Hyundai Motor and affiliate Kia have taken over the number two spot, behind Tesla, in the US electric car market by sales volume this year. The duo’s market share in Europe has reached 12 per cent after making the biggest market share gains among its peers last year. Globally, excluding China, Hyundai and Kia are the second-biggest electric carmakers by shipments, with a combined 14 per cent market share. Tesla holds the top spot at 27 per cent.

The gap reflects the competitive edge Tesla has gained in the more than a decade it has held on to its leading position in the market. Tesla’s cool factor — brand studies have ranked it the “coolest” automaker among millennials — is a hard one to replicate. So are its rapid charger network, remote software updates and vast troves of data from its drivers which, coupled with machine-learning algorithms, continually improve its software.

The latest boost for Tesla arrived last week. The list of car models eligible for tax credits from President Joe Biden’s newly signed Inflation Reduction Act includes all four Tesla models currently on sale, but none made by Hyundai and Kia.

A more accurate comparison can be made by looking at margins. Tesla’s light business model means it runs fat operating margins of 16 per cent, more than double Hyundai’s 6 per cent — which has broader product lines and must reckon with a strong union.

Stock valuations reflect this contrast — and diverging market expectations. Shares of Tesla trade at 60 times forward earnings, more than 10 times that of Hyundai.

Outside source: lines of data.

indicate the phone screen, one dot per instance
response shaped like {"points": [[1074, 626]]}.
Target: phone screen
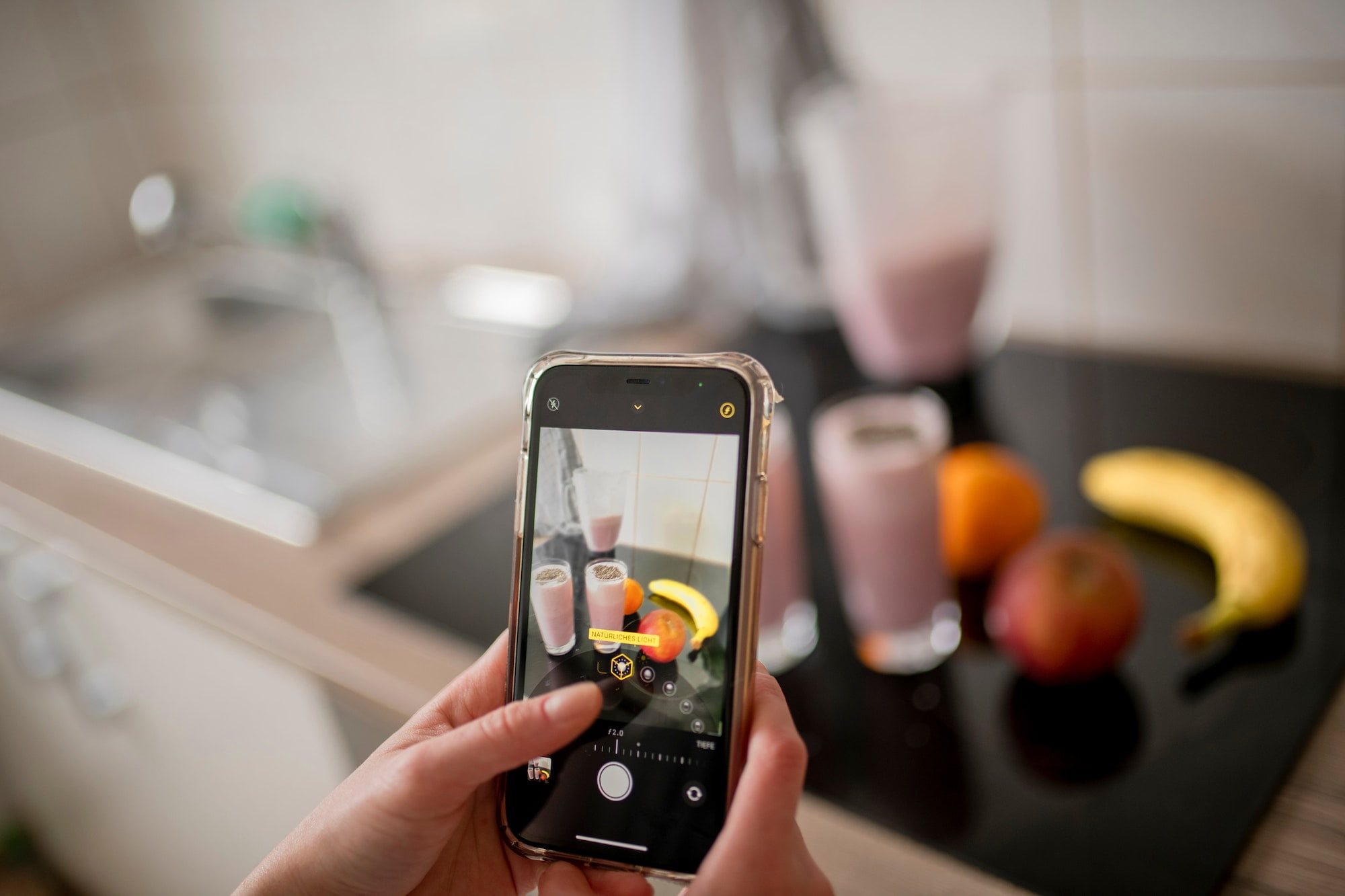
{"points": [[630, 579]]}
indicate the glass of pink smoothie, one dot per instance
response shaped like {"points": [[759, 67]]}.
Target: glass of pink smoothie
{"points": [[601, 497], [900, 192], [789, 615], [553, 604], [605, 589], [878, 460]]}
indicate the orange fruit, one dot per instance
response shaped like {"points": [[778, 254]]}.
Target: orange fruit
{"points": [[634, 596], [991, 505]]}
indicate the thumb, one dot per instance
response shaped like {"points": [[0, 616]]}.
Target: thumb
{"points": [[443, 770]]}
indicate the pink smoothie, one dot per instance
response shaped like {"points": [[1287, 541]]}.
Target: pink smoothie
{"points": [[553, 603], [909, 318], [602, 532], [605, 588], [876, 459]]}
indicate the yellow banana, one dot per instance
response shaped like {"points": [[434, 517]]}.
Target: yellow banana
{"points": [[1256, 540], [703, 614]]}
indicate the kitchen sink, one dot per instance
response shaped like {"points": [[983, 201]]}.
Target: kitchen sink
{"points": [[262, 386]]}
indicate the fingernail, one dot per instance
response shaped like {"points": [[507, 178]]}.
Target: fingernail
{"points": [[570, 704]]}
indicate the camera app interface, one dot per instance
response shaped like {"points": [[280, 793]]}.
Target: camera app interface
{"points": [[630, 584]]}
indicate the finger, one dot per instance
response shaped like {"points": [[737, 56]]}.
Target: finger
{"points": [[443, 770], [563, 879], [773, 776], [614, 883]]}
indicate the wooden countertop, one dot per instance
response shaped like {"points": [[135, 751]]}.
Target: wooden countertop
{"points": [[297, 604]]}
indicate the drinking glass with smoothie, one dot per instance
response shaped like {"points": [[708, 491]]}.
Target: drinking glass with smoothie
{"points": [[876, 459], [605, 589], [601, 497], [553, 603], [900, 192]]}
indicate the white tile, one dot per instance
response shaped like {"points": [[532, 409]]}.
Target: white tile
{"points": [[613, 450], [724, 467], [69, 41], [668, 514], [681, 455], [1028, 283], [26, 67], [1215, 29], [716, 534], [53, 218], [938, 42], [1218, 222]]}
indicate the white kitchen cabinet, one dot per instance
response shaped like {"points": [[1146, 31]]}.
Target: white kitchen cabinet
{"points": [[159, 755]]}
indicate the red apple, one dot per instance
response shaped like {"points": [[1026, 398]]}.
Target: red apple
{"points": [[1066, 607], [672, 634]]}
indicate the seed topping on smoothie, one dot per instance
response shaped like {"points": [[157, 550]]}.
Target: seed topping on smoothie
{"points": [[607, 572], [875, 435]]}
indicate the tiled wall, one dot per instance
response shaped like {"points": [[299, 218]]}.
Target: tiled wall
{"points": [[475, 130], [1175, 171], [68, 154], [680, 499]]}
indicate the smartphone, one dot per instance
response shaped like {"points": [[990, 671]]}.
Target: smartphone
{"points": [[638, 528]]}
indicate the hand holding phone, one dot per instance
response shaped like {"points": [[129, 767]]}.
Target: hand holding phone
{"points": [[761, 849], [638, 559]]}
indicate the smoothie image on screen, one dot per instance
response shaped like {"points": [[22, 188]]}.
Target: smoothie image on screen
{"points": [[630, 572], [602, 502], [605, 584], [553, 602]]}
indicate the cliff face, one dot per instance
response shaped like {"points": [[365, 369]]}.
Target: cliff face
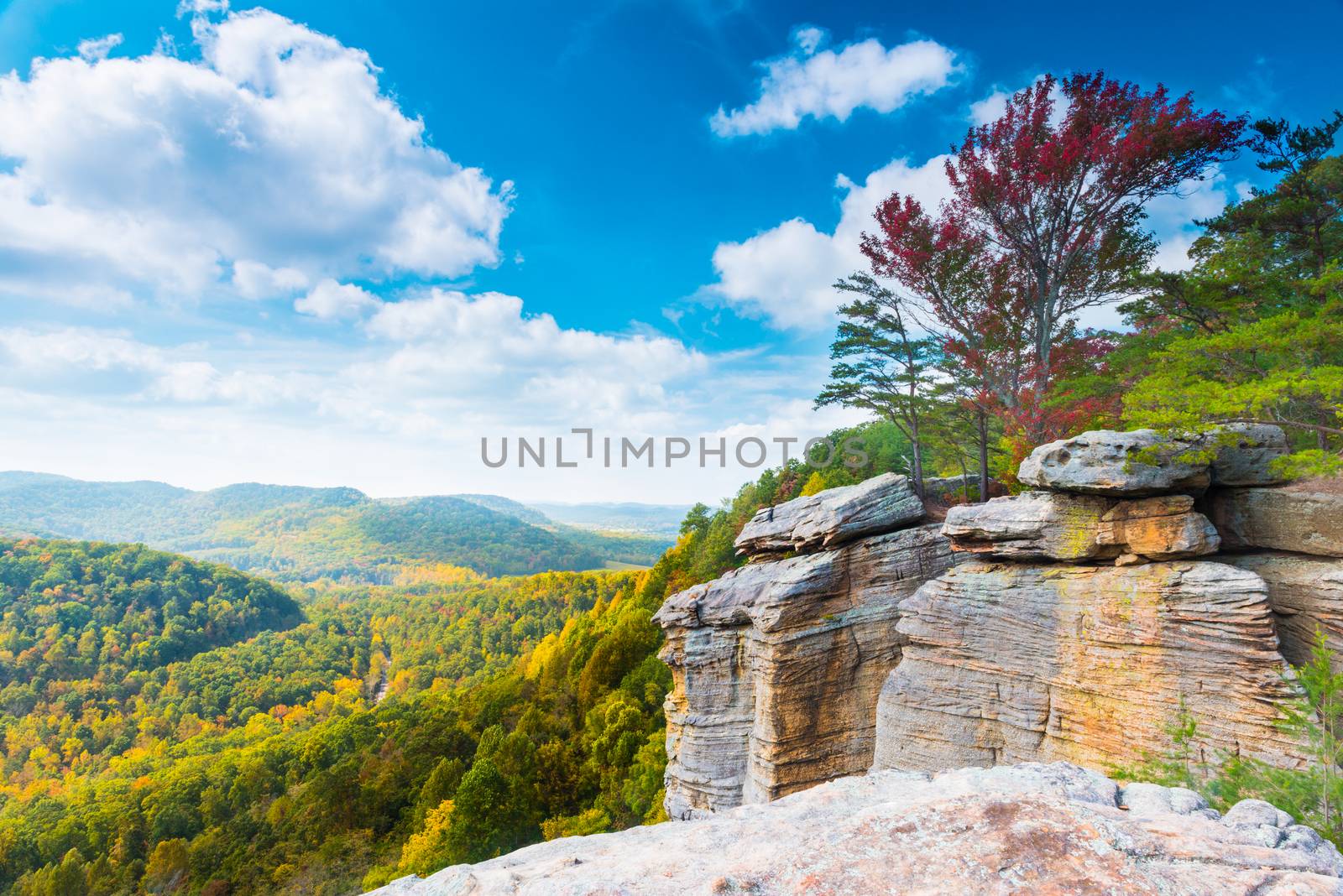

Hyundai’s soaring electric car sales and the resulting record earnings in its latest quarter have done little to change the relative pessimism.

But Hyundai’s pace of change has been much faster than expected. Its Ioniq 6 electric sedan can travel up to 610km (379 miles) on a single charge — longer than the Tesla’s Model Y and Model 3 Long Range. Its Ioniq 5 electric SUV has become the best-selling imported electric car in the US. Remote software updates are starting to be rolled out.

Prices are catching up, too. The Tesla’s cheapest Model 3 now sells for $46,990 following a price rise this year. Hyundai’s Ioniq 6, launched last month, sells at a comparable price range.

It is worth also looking at other industries, such as smartphones for example, for similar patterns. It was only when Samsung raised product prices and started competing in the same market segments as Apple, the market leader at the time, that market share and profits showed any significant growth.

In 2010, Samsung’s share of the global market was less than 6 per cent, compared with Apple’s lead of more than a fifth. It took just two years after the launch of its higher-priced Galaxy smartphone series for Samsung to overtake Apple in terms of worldwide handset sales.

By the third quarter of 2013, Samsung’s global smartphone market share had grown to almost three times that of Apple. To this day, the starting prices of Apple and Samsung’s smartphones by product segment remain closely synced.

In the coming months, electric carmakers face an uphill battle to protect margins as costs rise. Prices of lithium, a key battery material, remain near historical highs. That has pushed the price of batteries up, to up to 60 per cent of the total cost of making an electric car. Tight margins at global battery suppliers suggest there will be no let up in battery prices. That leaves electric carmakers to deal with the burden.

Here Hyundai has an advantage. A weaker Korean won, which has fallen 13 per cent against the dollar this year, translates to a boost of more than $1.6bn to the top line in the latest quarter. That has helped it absorb higher battery and component costs without taking a hit to margins. It uses local battery suppliers, meaning a more stable supply chain and lower currency fluctuation risks.

The weak won means Hyundai can continue to keep its car prices constant while preserving margins as its rivals are forced to pass on rising costs to consumers.

When expectations are low, the upside potential — for sales volume and share prices — are high. Perhaps one of Hyundai’s biggest advantages now is the low expectations it has long struggled with.